This was true not only of the leaders of the Congress Party but also of Dalit leaders like Ambedkar, whose battle for “the annihilation of caste” (the title of his censured 1936 speech) involved such radical measures as separate electorates and conversion to Buddhism but eschewed any measures that might have undermined the property regime. This was partly due to his wariness of Marxists, who in the Indian context tended to reduce every thing to the question of ownership of the means of production, which in Ambedkar’s view led to neglect of the discrimination to which Dalit workers were subjected by nonDalits in the textile factories of Mumbai and to the pretense that such problems would solve themselves once private property ceased to exist.
Ambedkar aside, it is interesting to note that there were many debates in India in the 1950s and 1960s on the usefulness of agrarian reform as well as on the possibility of basing quotas on “objective” family characteristics such as income, wealth, education, and so on rather than caste.

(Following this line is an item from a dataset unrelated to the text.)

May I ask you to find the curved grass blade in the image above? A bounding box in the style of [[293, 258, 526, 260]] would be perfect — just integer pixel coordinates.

Such proposals encountered two main counterarguments: First, many people insisted that caste was a key category for reducing social inequality and orienting government policy in India (both because caste played a real role in discrimination and because it was quite difficult to measure “objective” characteristics); and second, some feared that no one would know how to end agrarian reform once it began, besides which there was no certainty of reaching agreement about the best way to combine income, wealth, and other parameters to define reservation quotas and, more generally, to allocate shares under a policy of redistribution.
All of these Indian debates are essential for our study for several reasons. First, we have already encountered more than once this fear that any redistribution of wealth or income would open Pandora’s box and that it would be better never to open it than to face the problem of not being able to close it once opened. This argument has been used at one time or another in many different contexts to justify keeping property rights exactly as they have always been. We saw it raised during the French Revolution, in the British House of Lords, and in debates over the abolition of slavery and the need to compensate slave owners.
It therefore comes as no surprise to find it coming up again in India, where property inequalities were compounded by status inequalities. The problem was that the “Pandora’s box argument” did nothing to palliate the sense of injustice among the disadvantaged or to alleviate the risk of violence. Indeed, since 1960, large parts of India have been rocked repeatedly by Naxalite Maoist uprisings pitting landless peasants descended from the former untouchable and aboriginal populations against landowners of uppercaste descent.
These conflicts have unfolded against a background of land tenure and property relations largely unchanged since the days of Hindu feudalism as consolidated under the British, a legacy that still continues to feed the spiral of hostility based on identity and intercaste violence.
An ambitious agrarian reform, backed by a more redistributive tax system to pay for better health and educational services, would have helped to pull up the disadvantaged classes and reduce Indian inequalities. Research has shown that limited experiments with agrarian reform in states such as West Bengal after the Communist victory in the 1977 elections did result in significant improvements in agricultural productivity.
In Kerala, the agrarian reform that began in 1964 coincided with the turn to a more egalitarian development model than in the rest of India, especially with respect to education and health. By contrast, those parts of India where land tenure was most inegalitarian and property most concentrated experienced the least rapid economic growth and social development.